La pandémie de Covid-19 a dévoilé les failles profondes des systèmes politiques de la planète. Ce qu’on appelle l’effet pangolin avec la pandémie de Covid-19 est pire que la crise de 1929.Avec les effets de la pandémie et de l’assassinat de George Floyd, on aborde un tournant et une bifurcation importante de la planète et il faut s’y préparer. On s’achemine difficilement vers la fin du post-colonialisme et l’émergence d’un monde post-racial, la naissance ou la réinvention d’une nouvelle humanité. Les statues d’esclavagistes et de colons déboulonnées dans le monde sont révélatrices de cet état de fait. Le continent et le Sénégal ont du mal à suivre. Il faut écouter avec attention les bruissements et les révoltes qui sourdent de toutes parts, les interpréter et leur trouver les meilleures réponses politiques. De ce point de vue, il faut considérer avec attention ce qui se passe au Mali et en tirer les meilleures leçons.

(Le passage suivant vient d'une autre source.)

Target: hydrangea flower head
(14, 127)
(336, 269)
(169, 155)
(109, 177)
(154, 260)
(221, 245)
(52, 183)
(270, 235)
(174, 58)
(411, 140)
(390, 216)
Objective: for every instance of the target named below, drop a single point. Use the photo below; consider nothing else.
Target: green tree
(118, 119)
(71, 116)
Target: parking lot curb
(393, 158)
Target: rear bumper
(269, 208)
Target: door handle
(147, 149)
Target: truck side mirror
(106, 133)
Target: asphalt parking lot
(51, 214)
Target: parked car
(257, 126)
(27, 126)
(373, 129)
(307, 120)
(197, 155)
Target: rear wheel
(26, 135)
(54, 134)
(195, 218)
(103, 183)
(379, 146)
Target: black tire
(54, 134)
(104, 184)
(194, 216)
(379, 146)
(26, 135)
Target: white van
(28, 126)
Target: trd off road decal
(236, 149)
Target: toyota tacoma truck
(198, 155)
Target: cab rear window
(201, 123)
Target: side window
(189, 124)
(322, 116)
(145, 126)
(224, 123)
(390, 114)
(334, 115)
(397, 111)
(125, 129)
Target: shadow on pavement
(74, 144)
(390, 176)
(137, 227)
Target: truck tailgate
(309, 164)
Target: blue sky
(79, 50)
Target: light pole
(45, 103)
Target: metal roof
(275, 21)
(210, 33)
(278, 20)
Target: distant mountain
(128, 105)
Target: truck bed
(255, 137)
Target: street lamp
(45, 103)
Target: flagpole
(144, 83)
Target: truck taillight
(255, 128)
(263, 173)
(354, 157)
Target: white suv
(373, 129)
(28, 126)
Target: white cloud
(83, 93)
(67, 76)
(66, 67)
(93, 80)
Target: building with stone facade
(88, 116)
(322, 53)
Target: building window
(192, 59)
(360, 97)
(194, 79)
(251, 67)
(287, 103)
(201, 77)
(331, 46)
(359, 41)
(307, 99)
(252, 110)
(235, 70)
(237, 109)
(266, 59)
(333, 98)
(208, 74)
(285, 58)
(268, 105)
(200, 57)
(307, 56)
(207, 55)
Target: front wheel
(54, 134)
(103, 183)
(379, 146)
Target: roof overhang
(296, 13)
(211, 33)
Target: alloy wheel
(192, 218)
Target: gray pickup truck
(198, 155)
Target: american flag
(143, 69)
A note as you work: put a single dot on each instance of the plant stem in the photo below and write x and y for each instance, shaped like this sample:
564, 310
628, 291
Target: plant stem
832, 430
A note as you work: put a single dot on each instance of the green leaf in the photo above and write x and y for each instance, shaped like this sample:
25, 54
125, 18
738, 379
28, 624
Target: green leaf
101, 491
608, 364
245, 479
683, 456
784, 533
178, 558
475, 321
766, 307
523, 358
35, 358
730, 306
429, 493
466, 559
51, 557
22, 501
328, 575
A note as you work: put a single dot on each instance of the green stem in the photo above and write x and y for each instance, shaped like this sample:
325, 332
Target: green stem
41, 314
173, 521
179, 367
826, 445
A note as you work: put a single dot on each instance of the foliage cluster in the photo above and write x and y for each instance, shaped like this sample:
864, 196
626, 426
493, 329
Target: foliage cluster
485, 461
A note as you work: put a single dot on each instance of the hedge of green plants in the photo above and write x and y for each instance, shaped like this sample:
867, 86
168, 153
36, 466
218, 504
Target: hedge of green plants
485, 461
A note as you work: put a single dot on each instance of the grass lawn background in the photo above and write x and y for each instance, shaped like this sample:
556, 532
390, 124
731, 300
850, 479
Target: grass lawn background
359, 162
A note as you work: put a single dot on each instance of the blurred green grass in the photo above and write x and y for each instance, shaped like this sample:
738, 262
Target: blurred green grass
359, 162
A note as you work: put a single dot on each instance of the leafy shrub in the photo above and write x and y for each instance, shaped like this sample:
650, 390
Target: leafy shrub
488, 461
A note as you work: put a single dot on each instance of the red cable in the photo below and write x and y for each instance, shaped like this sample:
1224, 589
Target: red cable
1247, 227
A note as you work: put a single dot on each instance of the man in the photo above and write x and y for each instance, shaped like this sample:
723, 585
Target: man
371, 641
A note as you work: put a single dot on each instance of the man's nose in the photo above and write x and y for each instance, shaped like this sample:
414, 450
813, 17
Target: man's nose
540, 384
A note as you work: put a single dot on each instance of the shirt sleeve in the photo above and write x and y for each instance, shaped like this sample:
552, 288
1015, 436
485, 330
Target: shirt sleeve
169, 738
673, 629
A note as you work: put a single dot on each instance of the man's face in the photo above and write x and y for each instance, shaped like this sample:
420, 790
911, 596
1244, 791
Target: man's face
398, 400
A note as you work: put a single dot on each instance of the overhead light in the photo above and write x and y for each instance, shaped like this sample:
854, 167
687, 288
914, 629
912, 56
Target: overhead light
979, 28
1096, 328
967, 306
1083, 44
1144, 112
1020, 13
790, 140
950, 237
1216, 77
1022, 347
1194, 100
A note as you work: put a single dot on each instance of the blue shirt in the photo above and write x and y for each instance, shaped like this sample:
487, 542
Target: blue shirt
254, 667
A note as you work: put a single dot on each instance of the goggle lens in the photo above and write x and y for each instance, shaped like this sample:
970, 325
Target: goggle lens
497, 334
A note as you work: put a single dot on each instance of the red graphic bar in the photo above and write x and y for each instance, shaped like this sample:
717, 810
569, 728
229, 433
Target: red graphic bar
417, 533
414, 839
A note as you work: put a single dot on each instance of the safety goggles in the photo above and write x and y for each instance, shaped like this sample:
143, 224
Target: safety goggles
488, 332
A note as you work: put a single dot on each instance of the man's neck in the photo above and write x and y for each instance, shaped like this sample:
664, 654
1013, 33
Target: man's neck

Finalement, entre Wade et Macky, est-ce qu’il y a une grande différence ?
Depuis Diouf, de mon point de vue, il n’y a manifestement pas de discontinuité en politique ni au Sénégal, ni ailleurs. Comme dit l’autre, aucun État n’est biologiquement immunisé sur les pathologies de la démocratie.
L’activiste Karim Guèye est en prison, où son état de santé se dégrade, pour avoir critiqué sévèrement le régime. Au même moment, un responsable apériste accusé de trafic de faux billets a bénéficié d’une liberté provisoire. Est-ce que cela ne remet pas en cause la crédibilité de la justice sénégalaise?
Libérer Karim Xrum Xax serait une décision salutaire, la liberté d’expression est constitutionnalisée au Sénégal. On ne peut mettre quelqu’un en prison pour ça. Tous les acteurs de la Justice s’accordent à reconnaître la nécessité de réformer la Justice. Nous avons organisé l’année dernière un atelier en ce sens avec l’Union des magistrats du Sénégal(UMS). Il faut davantage de moyens à la Justice, en matière d’infrastructures, de personnels et de moyens financiers. Il faut des réformes structurelles pour plus d’équilibre et permettre l’accès à une Justice équitable pour tous.
On sait que vous êtes très engagé dans les processus de paix en Afrique. Et dernièrement, on a entendu des remous au Sud du Sénégal. Dans le contexte actuel, que faire pour la paix définitive en Casamance ?
Concernant la Casamance, tant qu’on n’aura pas réussi le désarmement et la réintégration sociale de ce qui reste des combattants, ce sera difficile d’éviter ce qui se passe. Les gens, profitant de la guerre, ouvrent des routes pour des trafics de toutes sortes ; ici, c’est le bois avec la déforestation scandaleuse de la Casamance. C’est bien qu’enfin, l’État prenne des mesures pour protéger les forêts. Il faut accélérer le processus de paix, le désarmement et la réintégration sociale.
Comment analysez-vous le mouvement populaire au Mali sous la houlette d’Imam Dicko et ses potentiels répercussions dans la politique interne et sous régionale ?
Vous savez, en tant qu’expert indépendant des Nations unies pour le Mali, j’appelle tous les acteurs politiques, de la société civile et les acteurs religieux à privilégier le dialogue et les réponses politiques pragmatiques, réalistes et responsables. C’est dans l’Unité que le Mali pourra faire face aux crises multiples et complexes de l’État de droit et de la sécurité.